Monday 15 March 2010

Information content of personalisation

I've just upgraded to Firefox 3.6 and was given the option of choosing a 'persona'. This allows me to select images/colours to appear at the top and bottom of my screen. See

I was taken aback to find that there's currently more than 76,000 to choose from, with more being added all the time (anyone can create one and upload it).

In Theories of the Information Society Frank Webster suggests that the choices available today in 'personalisation' are one example of there being more information around today than in the past. Specifically, in the context of clothing, he suggests that the medieval peasant’s smock contained a lot less information than the clothing of even the poor today.

I suppose by choosing one out of 76,000, you might argue that I am providing something like log2(76,000) = 16 bits of information about myself.

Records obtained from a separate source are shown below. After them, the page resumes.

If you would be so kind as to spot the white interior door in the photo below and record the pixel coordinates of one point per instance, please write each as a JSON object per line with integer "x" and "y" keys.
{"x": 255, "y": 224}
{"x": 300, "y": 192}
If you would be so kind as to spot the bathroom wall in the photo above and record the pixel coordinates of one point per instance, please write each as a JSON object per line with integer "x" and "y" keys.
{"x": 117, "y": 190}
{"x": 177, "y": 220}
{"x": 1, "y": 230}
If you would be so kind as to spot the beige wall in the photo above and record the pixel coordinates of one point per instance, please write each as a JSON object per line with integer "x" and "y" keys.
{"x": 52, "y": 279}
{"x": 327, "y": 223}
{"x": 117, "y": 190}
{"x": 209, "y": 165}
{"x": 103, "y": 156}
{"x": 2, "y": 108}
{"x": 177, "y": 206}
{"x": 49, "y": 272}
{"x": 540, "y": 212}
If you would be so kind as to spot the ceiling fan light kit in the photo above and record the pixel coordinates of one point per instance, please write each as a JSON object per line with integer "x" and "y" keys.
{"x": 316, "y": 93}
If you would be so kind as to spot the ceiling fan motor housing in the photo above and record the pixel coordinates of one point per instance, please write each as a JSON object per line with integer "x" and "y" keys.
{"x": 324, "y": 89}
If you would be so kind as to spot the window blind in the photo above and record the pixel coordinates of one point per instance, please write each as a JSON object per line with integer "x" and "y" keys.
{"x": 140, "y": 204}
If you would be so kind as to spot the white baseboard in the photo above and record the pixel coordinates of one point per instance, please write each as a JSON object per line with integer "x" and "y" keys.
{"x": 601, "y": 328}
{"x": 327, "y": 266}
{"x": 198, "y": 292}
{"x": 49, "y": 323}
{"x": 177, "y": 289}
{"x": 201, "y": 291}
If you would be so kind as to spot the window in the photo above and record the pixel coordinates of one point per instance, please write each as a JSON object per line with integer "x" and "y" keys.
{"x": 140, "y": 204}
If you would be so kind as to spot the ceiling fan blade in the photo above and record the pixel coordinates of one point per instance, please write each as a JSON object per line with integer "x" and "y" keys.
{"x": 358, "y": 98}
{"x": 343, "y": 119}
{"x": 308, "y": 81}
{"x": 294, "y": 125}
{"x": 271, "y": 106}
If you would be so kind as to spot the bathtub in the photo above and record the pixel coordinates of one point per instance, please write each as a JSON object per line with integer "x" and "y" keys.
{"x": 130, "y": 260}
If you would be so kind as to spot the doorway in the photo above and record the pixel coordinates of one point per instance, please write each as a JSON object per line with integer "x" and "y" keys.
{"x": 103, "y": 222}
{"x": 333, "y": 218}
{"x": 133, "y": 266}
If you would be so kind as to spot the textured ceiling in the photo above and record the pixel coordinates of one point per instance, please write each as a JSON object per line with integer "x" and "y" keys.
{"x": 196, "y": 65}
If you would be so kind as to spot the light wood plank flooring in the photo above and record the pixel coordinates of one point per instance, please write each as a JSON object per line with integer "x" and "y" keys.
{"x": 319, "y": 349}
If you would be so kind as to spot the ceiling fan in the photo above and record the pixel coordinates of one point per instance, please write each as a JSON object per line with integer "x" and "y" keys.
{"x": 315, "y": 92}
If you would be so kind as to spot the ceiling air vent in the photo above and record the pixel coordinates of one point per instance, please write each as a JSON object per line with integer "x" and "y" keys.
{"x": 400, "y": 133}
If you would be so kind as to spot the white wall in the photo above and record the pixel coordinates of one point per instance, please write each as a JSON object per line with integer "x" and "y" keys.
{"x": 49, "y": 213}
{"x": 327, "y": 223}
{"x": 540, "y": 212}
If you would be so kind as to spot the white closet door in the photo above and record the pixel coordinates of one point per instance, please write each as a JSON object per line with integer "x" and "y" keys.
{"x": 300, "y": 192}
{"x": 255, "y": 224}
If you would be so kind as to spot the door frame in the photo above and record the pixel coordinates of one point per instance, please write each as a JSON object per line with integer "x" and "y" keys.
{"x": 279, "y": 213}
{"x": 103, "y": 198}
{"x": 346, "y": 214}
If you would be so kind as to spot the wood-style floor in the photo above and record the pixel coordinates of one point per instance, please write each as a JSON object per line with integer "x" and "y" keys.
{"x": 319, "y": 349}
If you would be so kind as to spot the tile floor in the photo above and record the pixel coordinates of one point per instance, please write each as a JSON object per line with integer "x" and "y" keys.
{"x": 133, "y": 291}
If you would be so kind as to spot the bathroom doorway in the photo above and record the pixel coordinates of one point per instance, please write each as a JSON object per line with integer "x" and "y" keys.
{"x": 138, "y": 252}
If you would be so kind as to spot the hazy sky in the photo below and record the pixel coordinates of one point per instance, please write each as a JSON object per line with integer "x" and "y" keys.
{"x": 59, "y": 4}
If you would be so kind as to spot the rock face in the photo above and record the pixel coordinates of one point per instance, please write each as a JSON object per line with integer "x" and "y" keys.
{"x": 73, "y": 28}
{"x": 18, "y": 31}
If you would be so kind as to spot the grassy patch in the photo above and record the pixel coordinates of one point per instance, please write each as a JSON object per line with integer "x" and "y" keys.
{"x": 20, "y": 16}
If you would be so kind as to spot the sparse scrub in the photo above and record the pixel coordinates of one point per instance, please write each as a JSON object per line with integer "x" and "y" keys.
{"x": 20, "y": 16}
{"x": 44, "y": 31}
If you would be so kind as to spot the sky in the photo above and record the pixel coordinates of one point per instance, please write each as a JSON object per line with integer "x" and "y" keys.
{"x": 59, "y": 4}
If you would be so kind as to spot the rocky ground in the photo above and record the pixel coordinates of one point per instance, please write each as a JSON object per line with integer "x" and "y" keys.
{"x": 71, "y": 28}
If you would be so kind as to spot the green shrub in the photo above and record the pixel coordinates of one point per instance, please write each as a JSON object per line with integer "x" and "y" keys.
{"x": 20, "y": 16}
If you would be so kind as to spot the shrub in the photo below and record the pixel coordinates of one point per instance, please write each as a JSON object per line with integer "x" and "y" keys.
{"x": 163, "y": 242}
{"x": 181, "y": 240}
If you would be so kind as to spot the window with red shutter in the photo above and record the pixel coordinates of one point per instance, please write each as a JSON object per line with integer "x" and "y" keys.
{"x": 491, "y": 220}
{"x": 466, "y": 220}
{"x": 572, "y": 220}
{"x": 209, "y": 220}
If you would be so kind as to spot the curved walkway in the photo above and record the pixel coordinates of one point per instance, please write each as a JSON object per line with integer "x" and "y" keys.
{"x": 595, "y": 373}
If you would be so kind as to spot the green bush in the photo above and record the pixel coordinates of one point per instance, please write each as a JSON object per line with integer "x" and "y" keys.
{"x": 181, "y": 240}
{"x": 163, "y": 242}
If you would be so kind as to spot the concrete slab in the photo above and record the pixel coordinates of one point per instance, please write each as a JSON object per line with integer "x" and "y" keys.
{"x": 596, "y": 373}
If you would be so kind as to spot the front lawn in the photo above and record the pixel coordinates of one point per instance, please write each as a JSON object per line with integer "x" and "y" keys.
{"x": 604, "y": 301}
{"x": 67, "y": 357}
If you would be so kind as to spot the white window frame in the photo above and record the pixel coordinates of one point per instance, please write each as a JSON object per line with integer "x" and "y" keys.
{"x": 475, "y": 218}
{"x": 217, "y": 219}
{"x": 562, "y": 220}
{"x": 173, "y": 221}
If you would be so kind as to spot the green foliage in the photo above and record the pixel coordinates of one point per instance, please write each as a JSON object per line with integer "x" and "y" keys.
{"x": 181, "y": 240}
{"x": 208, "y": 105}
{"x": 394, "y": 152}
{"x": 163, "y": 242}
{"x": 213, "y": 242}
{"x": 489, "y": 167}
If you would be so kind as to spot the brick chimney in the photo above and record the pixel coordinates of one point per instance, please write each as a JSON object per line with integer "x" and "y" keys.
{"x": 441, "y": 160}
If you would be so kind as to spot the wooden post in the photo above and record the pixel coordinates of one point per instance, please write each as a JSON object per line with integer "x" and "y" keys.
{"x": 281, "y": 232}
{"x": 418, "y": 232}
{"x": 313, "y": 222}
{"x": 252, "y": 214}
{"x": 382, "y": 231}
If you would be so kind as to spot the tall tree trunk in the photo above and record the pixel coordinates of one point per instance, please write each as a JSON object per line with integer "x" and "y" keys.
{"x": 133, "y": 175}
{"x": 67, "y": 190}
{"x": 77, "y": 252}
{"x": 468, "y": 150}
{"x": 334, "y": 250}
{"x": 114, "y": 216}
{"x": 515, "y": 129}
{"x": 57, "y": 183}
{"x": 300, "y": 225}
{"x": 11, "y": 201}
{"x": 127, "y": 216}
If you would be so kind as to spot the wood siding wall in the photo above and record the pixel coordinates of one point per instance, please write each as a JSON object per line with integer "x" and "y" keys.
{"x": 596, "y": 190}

The more popular the one chosen, the less information it represents in this calculation. I am currently using 'Olivencia Pale Pastel', and the website says there's '1 active daily user' of this scheme - I'm not sure whether that means me or someone else. Others have hundreds, thousands or tens of thousands of users, so mine is an obscure choice, and therefore probably represents rather more than 16 bits of information.

Except it doesn't. I certainly didn't go through all 76,000 and chose this one. A little bit of thought did go in to finding it, maybe 5 minutes, but a large part of the decision was random chance.

If I had time, I would create my own using my own image files. I guess that would then represent more information about me. But maybe 'if I have time' is the key. There's no shortcut to producing information, it takes time.

(And anyway, even if it did represent 16 bits, or 32 bits, say, that's still pretty small compared to a few words.)


Hehe, look what Olivencia Pale Pastel looks like with the colours in my blogger! Even I can tell that's terrible. It's so bad I've got to keep it now.